The intention of this blog is to communicate with people who don't speak "Data". Unfortunately, I'm a data geek, and so I struggle to speak "human." I get a "deer in the headlights look" when I use phrases like "Big Data", or "Open Data" and my friends say, "huh?" How to communicate everything that's changed in the world of the internet, and the digitization of information is challenging because language develops around experience, and technical language is precise. What's really interesting is being in the midst - literally - of the development of a new global language because of technical change. However, that makes translating back to non-technical language even more challenging.
Volume, Velocity, Variety
When I first began collecting data I had a 1.2 kbps dial-up connection off of a 13 lb Compaq laptop. That first connection was literally 1,200 bits per second (1,200 1s & zeroes). Today, we talk in terms of (fiber) speeds of 125,000,000 bits per second and some providers supply 1,000,000,000 bits per second. Heck, I was actually part of the fiber beta test with the now-defunct @Home network - around 1996 or so. If you remember, you had to have a service provider to dial into to connect to the internet. You dialed a phone number, and paid by the minute. @Home's connection was "always on" and wicked fast. Netscape's browser was released in 1994 and improved the experience of browsing on the internet from looking at file folders and having to open a file to see a picture, to actually having something to view.

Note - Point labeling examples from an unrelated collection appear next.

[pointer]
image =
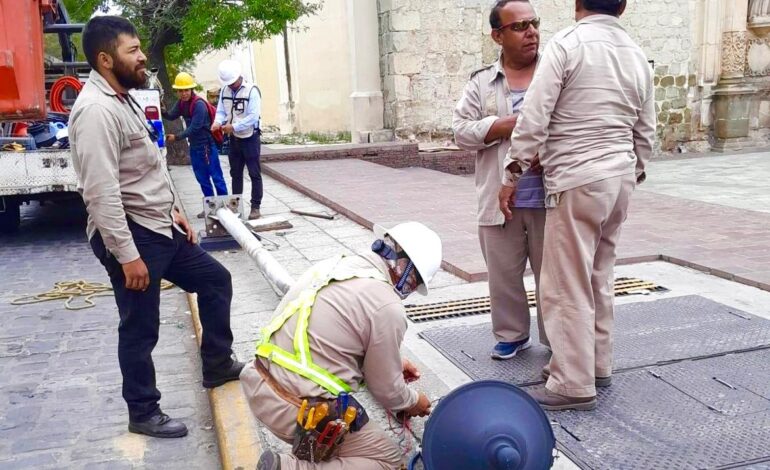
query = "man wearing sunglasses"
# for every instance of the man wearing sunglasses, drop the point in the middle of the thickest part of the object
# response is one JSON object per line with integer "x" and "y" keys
{"x": 590, "y": 116}
{"x": 483, "y": 121}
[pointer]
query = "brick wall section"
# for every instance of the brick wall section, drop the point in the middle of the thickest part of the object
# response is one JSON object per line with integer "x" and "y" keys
{"x": 390, "y": 154}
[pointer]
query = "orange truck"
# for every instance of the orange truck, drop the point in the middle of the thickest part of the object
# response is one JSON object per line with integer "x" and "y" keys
{"x": 39, "y": 79}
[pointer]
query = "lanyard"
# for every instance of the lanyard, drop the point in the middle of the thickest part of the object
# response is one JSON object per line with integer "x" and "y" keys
{"x": 147, "y": 126}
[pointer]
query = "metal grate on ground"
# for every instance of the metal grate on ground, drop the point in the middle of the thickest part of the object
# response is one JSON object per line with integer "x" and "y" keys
{"x": 711, "y": 413}
{"x": 646, "y": 333}
{"x": 480, "y": 305}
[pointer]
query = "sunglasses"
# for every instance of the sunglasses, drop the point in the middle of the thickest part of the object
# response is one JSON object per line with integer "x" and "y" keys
{"x": 522, "y": 25}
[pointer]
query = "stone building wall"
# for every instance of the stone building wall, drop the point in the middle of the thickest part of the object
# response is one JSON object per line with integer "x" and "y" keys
{"x": 429, "y": 47}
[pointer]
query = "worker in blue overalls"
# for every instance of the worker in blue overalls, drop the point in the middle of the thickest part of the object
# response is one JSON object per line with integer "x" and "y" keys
{"x": 204, "y": 154}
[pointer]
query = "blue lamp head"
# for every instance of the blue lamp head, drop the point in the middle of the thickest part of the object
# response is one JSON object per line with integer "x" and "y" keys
{"x": 488, "y": 425}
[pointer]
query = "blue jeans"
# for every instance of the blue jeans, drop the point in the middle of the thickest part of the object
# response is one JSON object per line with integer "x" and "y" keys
{"x": 205, "y": 162}
{"x": 190, "y": 268}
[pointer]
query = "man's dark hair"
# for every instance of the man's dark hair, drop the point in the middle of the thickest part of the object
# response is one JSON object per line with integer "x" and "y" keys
{"x": 494, "y": 16}
{"x": 101, "y": 35}
{"x": 608, "y": 7}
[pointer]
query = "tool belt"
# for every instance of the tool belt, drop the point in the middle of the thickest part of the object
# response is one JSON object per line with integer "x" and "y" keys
{"x": 322, "y": 424}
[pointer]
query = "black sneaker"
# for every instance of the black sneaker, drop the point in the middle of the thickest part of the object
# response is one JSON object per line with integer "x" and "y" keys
{"x": 269, "y": 461}
{"x": 159, "y": 425}
{"x": 215, "y": 379}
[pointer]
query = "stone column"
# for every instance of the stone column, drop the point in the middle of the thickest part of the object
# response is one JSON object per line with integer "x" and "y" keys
{"x": 759, "y": 16}
{"x": 367, "y": 103}
{"x": 732, "y": 96}
{"x": 708, "y": 24}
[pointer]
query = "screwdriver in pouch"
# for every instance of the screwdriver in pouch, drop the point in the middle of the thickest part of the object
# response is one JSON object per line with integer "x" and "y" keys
{"x": 301, "y": 412}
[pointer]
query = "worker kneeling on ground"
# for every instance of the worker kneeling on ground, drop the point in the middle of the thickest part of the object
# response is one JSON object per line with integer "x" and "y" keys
{"x": 339, "y": 326}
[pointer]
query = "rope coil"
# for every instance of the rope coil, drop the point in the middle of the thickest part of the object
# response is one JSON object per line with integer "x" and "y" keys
{"x": 71, "y": 290}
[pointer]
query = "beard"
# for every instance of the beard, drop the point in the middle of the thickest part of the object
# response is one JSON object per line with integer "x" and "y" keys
{"x": 129, "y": 77}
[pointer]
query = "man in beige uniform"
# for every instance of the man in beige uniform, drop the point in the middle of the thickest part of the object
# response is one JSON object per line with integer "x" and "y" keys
{"x": 590, "y": 115}
{"x": 354, "y": 333}
{"x": 483, "y": 121}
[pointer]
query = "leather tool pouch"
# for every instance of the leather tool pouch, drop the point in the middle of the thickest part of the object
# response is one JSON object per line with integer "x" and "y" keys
{"x": 316, "y": 445}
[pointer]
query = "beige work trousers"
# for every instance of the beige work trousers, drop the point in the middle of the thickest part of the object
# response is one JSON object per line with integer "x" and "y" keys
{"x": 506, "y": 249}
{"x": 581, "y": 234}
{"x": 368, "y": 449}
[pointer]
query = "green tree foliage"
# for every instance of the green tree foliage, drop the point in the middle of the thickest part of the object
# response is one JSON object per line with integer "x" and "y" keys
{"x": 173, "y": 32}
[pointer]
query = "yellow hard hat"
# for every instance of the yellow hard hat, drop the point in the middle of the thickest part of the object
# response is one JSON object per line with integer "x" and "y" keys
{"x": 184, "y": 81}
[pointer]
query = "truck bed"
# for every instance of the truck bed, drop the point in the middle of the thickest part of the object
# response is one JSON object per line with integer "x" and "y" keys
{"x": 36, "y": 172}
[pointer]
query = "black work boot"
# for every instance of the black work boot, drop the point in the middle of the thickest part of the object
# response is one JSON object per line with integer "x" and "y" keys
{"x": 221, "y": 377}
{"x": 269, "y": 461}
{"x": 159, "y": 425}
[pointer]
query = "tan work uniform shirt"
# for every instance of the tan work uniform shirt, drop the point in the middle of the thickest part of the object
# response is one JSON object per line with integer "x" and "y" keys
{"x": 121, "y": 172}
{"x": 590, "y": 111}
{"x": 355, "y": 332}
{"x": 484, "y": 101}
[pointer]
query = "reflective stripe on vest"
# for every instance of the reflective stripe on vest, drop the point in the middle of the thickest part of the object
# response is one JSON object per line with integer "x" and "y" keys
{"x": 300, "y": 361}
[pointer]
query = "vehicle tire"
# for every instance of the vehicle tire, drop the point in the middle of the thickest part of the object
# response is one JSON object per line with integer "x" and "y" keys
{"x": 10, "y": 217}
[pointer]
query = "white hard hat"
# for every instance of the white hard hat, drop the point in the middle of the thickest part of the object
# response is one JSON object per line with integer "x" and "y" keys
{"x": 229, "y": 72}
{"x": 421, "y": 244}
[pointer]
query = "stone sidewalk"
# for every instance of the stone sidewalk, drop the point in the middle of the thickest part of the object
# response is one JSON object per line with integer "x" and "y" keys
{"x": 313, "y": 239}
{"x": 60, "y": 385}
{"x": 711, "y": 213}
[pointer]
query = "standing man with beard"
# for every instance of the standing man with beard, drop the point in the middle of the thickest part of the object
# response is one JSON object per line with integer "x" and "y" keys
{"x": 135, "y": 227}
{"x": 590, "y": 116}
{"x": 483, "y": 121}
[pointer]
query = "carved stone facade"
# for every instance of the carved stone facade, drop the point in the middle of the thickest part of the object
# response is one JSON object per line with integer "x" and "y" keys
{"x": 709, "y": 60}
{"x": 733, "y": 53}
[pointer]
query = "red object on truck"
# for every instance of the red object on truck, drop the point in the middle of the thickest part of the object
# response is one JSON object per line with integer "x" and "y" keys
{"x": 22, "y": 86}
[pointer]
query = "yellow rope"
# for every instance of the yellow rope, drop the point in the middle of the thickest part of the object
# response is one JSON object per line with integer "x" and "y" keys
{"x": 71, "y": 290}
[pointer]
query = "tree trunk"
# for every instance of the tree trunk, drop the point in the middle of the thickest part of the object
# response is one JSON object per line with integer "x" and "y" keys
{"x": 178, "y": 153}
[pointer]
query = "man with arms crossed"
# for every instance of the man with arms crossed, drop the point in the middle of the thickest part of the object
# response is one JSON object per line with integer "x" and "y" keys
{"x": 483, "y": 121}
{"x": 590, "y": 115}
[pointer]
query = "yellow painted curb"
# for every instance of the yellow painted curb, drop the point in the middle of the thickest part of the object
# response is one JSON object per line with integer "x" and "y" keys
{"x": 239, "y": 445}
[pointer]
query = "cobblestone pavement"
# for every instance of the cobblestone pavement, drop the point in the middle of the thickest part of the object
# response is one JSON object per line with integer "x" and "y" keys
{"x": 312, "y": 239}
{"x": 668, "y": 217}
{"x": 60, "y": 398}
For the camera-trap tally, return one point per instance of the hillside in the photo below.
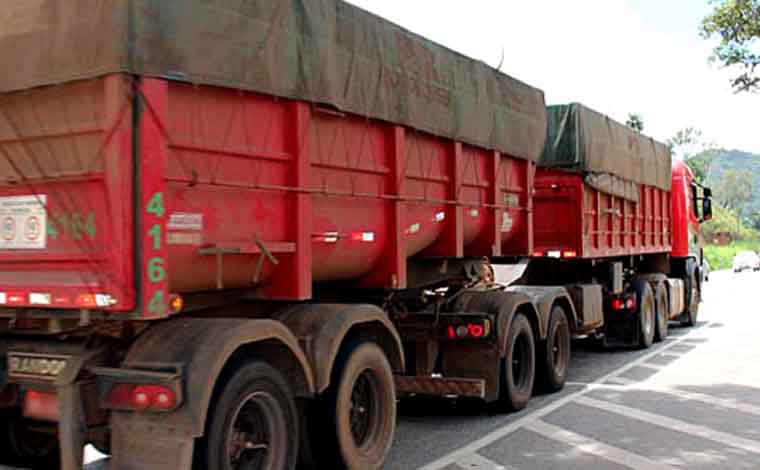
(739, 161)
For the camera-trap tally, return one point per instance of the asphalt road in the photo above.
(690, 402)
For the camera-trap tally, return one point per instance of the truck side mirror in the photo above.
(706, 209)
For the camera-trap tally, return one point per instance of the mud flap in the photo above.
(72, 428)
(139, 442)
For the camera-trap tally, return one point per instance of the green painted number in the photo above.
(156, 271)
(52, 232)
(155, 233)
(89, 226)
(156, 205)
(72, 224)
(157, 305)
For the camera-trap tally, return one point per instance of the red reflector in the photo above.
(86, 300)
(16, 298)
(141, 397)
(41, 406)
(476, 331)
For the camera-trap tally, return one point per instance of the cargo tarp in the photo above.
(613, 157)
(323, 51)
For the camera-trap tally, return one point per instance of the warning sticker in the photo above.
(23, 222)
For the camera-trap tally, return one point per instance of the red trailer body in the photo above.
(237, 190)
(574, 220)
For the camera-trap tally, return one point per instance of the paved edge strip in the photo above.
(478, 462)
(594, 447)
(473, 447)
(704, 432)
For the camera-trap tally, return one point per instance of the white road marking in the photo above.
(626, 385)
(504, 431)
(478, 462)
(622, 381)
(651, 366)
(594, 447)
(675, 424)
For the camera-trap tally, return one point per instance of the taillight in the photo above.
(624, 304)
(41, 406)
(469, 330)
(141, 397)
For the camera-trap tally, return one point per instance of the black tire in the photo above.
(256, 403)
(20, 446)
(662, 308)
(518, 367)
(645, 313)
(689, 317)
(352, 424)
(554, 355)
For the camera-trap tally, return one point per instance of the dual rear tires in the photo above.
(352, 424)
(528, 365)
(254, 423)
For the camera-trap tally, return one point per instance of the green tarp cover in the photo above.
(613, 157)
(323, 51)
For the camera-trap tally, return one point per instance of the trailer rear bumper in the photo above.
(439, 386)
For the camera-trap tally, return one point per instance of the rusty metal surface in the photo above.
(440, 386)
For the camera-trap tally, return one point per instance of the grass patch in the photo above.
(721, 257)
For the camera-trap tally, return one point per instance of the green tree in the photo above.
(635, 122)
(689, 145)
(734, 191)
(737, 24)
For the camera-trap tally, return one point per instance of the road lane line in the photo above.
(500, 433)
(478, 462)
(622, 381)
(594, 447)
(626, 385)
(674, 424)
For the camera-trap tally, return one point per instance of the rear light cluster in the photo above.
(46, 299)
(473, 330)
(41, 406)
(624, 304)
(141, 397)
(566, 254)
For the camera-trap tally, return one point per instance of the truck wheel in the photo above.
(358, 411)
(645, 313)
(663, 312)
(518, 367)
(253, 424)
(555, 354)
(22, 446)
(689, 317)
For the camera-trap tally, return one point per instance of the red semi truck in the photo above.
(214, 263)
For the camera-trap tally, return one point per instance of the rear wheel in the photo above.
(689, 317)
(645, 305)
(518, 367)
(253, 424)
(555, 355)
(663, 312)
(352, 425)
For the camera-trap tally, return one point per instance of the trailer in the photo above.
(235, 244)
(619, 226)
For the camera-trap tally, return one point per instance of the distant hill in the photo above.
(739, 161)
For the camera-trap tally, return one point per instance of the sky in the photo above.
(615, 56)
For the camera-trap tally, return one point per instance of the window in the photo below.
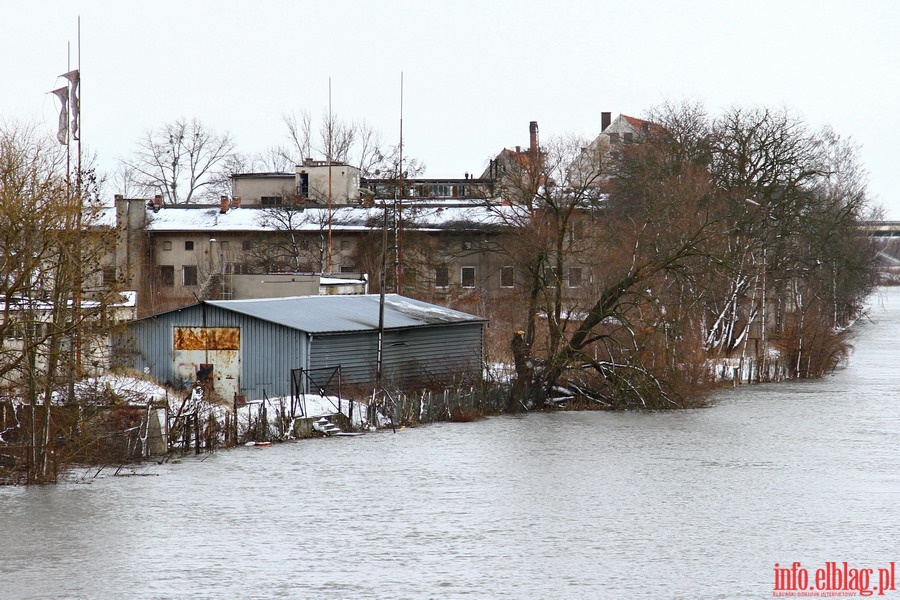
(442, 277)
(467, 276)
(189, 274)
(303, 184)
(166, 275)
(574, 276)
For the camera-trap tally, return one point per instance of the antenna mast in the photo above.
(330, 152)
(399, 216)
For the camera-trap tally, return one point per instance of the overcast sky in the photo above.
(475, 73)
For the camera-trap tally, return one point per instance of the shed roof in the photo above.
(336, 314)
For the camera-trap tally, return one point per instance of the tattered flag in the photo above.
(62, 133)
(74, 78)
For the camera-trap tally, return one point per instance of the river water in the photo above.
(689, 504)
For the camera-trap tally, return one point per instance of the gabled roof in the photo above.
(640, 125)
(338, 314)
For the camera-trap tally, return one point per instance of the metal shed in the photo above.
(251, 346)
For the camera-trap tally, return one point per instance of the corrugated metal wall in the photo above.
(268, 351)
(420, 355)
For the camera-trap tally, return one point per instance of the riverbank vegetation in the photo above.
(710, 237)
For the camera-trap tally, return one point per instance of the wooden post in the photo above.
(196, 433)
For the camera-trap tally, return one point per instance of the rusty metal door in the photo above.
(210, 350)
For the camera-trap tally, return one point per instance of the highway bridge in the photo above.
(882, 228)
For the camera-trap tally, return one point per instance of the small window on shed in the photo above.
(166, 275)
(189, 273)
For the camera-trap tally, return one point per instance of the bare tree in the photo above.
(54, 299)
(182, 161)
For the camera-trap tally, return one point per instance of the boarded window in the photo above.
(467, 276)
(189, 273)
(109, 276)
(574, 276)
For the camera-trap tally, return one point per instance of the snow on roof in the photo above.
(332, 314)
(314, 218)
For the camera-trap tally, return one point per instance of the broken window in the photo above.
(442, 277)
(467, 276)
(507, 277)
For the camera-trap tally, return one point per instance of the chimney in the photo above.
(605, 120)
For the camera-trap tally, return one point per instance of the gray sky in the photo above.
(475, 73)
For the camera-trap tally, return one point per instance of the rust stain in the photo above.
(209, 338)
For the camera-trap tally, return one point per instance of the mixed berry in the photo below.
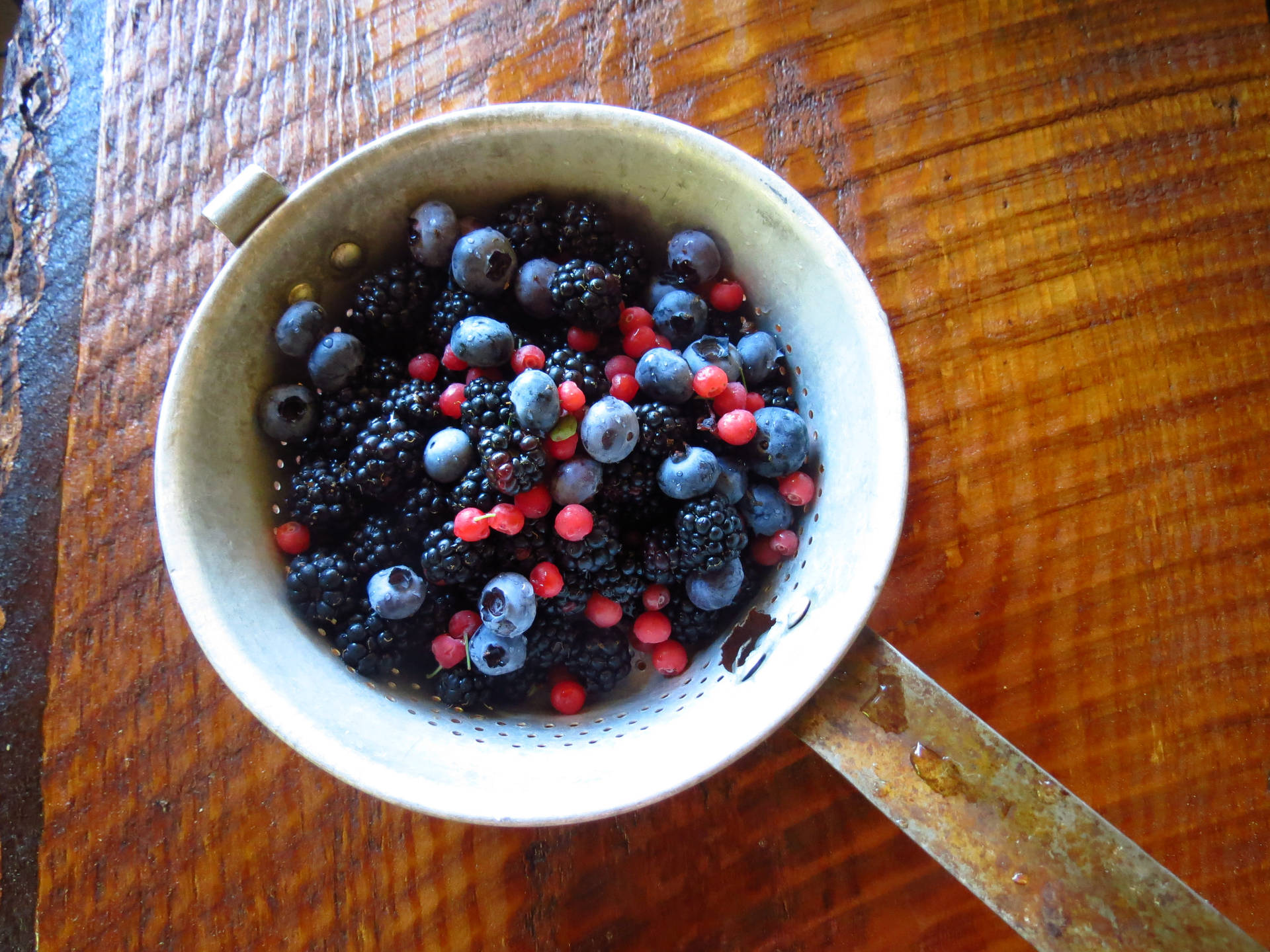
(524, 457)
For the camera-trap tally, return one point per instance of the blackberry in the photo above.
(476, 489)
(372, 645)
(530, 226)
(621, 582)
(585, 231)
(512, 457)
(389, 307)
(448, 560)
(600, 659)
(632, 267)
(461, 687)
(343, 414)
(661, 563)
(321, 584)
(550, 643)
(423, 508)
(586, 295)
(597, 550)
(568, 365)
(386, 457)
(486, 407)
(379, 542)
(415, 403)
(663, 429)
(691, 626)
(319, 496)
(709, 532)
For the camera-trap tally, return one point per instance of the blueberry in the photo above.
(610, 430)
(482, 342)
(765, 510)
(483, 262)
(780, 446)
(495, 655)
(397, 592)
(433, 233)
(665, 375)
(532, 286)
(507, 604)
(759, 353)
(716, 352)
(334, 362)
(663, 286)
(448, 455)
(732, 481)
(715, 589)
(300, 328)
(575, 481)
(536, 400)
(288, 412)
(681, 317)
(694, 255)
(689, 474)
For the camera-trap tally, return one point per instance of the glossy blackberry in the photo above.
(663, 429)
(448, 560)
(779, 397)
(693, 626)
(343, 414)
(323, 584)
(386, 459)
(415, 403)
(586, 295)
(597, 550)
(372, 645)
(486, 407)
(390, 307)
(530, 226)
(600, 659)
(709, 532)
(661, 563)
(585, 231)
(632, 267)
(422, 509)
(550, 643)
(513, 459)
(568, 365)
(621, 582)
(319, 495)
(461, 687)
(476, 489)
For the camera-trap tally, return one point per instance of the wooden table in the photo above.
(1064, 206)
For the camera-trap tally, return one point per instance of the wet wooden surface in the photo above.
(1064, 208)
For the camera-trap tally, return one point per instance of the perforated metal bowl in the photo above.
(215, 474)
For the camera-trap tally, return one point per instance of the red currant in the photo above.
(710, 381)
(292, 537)
(669, 658)
(652, 627)
(574, 522)
(568, 697)
(603, 612)
(425, 367)
(546, 580)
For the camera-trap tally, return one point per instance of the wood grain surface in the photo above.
(1064, 208)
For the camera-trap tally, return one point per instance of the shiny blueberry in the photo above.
(689, 474)
(335, 361)
(483, 262)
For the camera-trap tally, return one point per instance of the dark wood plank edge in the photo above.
(48, 125)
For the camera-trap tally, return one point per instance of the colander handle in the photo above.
(1042, 858)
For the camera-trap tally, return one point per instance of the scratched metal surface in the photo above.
(1043, 859)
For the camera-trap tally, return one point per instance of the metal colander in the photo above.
(653, 735)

So, not having to listen to that hum of a dial-up and wait for it, wait for it, wait for it connect was awesome! However, only @Home's site was optimized to support that kind of speed. Everyone else in the world had their "websites" (many of which were still file folders) hooked up to a 9.6 or 14.4 kbps (9,600 or 14,400 bits per second) modems and so the speed on my end was useless. I cancelled my subscription and opted back into the slower speeds using the dial-up method for a couple more years.
Interestingly enough, because I worked in wireless telecommunications, I was working with technologies and technological deployments of not just the voice networks, but also the early data networks. There were times when it was faster and easier to go over the air than it was to go over the land-line. That still holds true today. Still, as with anything to do with the speed of connection, you can be as fast as YOU want, but if the other end isn't capable of responding with that speed, your resource is wasted.
And all during this time, I was pulling down more and more data for my job as a telecommunications engineer. What had started off of as pulling down alarm data through a 1.2 kbps TTY connection had evolved to pulling configuration and performance data from the 51 switches of the AT&T Wireless network. This was so I could quantify, measure, and report the capacity and performance of the voice switches. And to be able to do that, what used to take three commands and log file dumps to get a view of connectivity & availability to the switches grew to over 26 commands and log files for just a single portion of a capacity measure.
Then came the additional types of network nodes to integrate. The variety of data exploded. Luckily, because it was a big company, we had a database organization which took over pulling the data, parsing (breaking it up into discrete records) the data, and stuck it in a database so engineers like myself could develop analyses and report on the health of our voice and data networks.
Then the internet began to grow up. Business built websites, government agencies did too. The Internet of Things was no longer just a cell phone, but a car's computer chip, or an assembly line robot. Robotics and machines grew in complexity as chips could hold more and more information in their tiny real-estate. Imaging systems were no longer x-rays or ink on paper or photographic gels, but 1s and 0s.
For people like me, the mid-2010s were when the "outside world" finally became interesting. There were enough datasets of sufficient complexity to challenge the datasets which were being generated through the complex wireless networks I'd spent my career engineering. And that data was open and available to be used, not hidden away in a book filed away in a remote library or office to which no one except those sufficiently local could access. And that is what the data revolution is also all about - the access to information which used to be inaccessible. And that newly accessible information can now be joined with other information which was otherwise previously inaccessible to create new understandings.
So, what is "Big Data"? Simply put, Big Data means there's a lot of it, that comes at you fast, and varies in type from pictures, to sound, to text, to machine code, to whatever. Your business might not have Petabytes ( 800,000,000,000,000 1s or 0s where a byte is 8 bits) of information, but it probably has a large variety of data though. Having the financial data, the sales data, the customer data, the this data, the that data - it's that variety which bogs down the decision-making process of many small-to-medium sized businesses today.